Roman Burdenko en Asmik Grigorian in Il Tabarro in Salzburg. Foto:© SF Monika Rittershaus

Suor Angelica

Dit al werd allemaal recht gezet in het laatste deel: Suor Angelica. De regie was sober, wat deze opera past. Maar bovenal past deze opera het beste bij de ster van de avond. Hierin zong ze ook gereserveerd, maar naar het einde van de opera werd ze wat losser en daarmee dramatischer. In het slot van de opera komt de passie ook zo uit de muziek zelf, dat er niet veel nodig is om de passie in de stem te leggen.

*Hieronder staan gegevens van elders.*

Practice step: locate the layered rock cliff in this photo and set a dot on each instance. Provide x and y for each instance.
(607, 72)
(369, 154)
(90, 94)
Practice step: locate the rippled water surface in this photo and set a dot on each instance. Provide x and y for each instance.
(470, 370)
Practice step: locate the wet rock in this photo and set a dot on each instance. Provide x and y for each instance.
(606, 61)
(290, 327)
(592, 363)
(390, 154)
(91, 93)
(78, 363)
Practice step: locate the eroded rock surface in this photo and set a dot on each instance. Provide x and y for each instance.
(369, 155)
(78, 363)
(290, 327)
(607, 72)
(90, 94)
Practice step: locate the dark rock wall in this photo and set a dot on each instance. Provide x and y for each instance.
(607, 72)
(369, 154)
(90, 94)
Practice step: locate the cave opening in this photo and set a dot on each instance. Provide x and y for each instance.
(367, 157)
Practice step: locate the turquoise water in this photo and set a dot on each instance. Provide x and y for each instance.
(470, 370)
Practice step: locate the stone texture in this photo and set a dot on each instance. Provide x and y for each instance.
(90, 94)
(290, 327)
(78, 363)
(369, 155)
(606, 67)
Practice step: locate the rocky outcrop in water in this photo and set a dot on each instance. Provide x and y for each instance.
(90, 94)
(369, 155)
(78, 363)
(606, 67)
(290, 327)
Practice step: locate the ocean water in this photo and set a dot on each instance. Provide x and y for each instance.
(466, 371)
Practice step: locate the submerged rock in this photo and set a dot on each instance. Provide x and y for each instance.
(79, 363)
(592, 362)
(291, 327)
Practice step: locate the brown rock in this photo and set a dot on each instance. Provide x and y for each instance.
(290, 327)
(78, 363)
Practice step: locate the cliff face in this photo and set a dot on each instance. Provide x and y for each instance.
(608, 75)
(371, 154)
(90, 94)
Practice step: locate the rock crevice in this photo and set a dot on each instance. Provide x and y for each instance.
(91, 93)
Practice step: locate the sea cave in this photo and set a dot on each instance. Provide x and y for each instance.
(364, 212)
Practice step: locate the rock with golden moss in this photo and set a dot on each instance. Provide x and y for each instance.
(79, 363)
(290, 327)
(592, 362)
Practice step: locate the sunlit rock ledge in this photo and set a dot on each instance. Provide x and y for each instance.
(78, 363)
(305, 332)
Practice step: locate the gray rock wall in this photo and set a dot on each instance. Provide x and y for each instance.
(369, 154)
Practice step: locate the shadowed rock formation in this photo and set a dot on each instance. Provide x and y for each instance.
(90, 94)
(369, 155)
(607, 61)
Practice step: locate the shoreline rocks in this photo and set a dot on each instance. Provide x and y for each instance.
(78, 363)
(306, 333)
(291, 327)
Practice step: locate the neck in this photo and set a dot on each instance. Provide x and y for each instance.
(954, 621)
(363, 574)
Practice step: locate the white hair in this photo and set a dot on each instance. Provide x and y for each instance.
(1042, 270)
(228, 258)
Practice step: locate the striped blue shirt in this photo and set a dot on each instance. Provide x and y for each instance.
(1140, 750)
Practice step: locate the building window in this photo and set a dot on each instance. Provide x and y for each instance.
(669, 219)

Hier vervoerde ze menigeen wel met haar extatische zang en zo sloten we af met het hoogtepunt van de voorstelling.

Asmik Grigorian en ensemble in Suor Angelica in Salzburg Foto:© SF Moniak Rittershaus

Ook in deze opera was Loy behoorlijk traditioneel: de nonnen waren gekleed als non. Met de verschijning van la Zia Principessa (de tante van Suor Angelica) bleken we in de huidige tijd te zitten. De Principessa van Karita Mattila, met een wat ruimer borstregister dan verwacht van een ex-sopraan, was wat bruter dan gebruikelijk. Voor haar vertolking kreeg deze voormalige ster relatief weinig bijval.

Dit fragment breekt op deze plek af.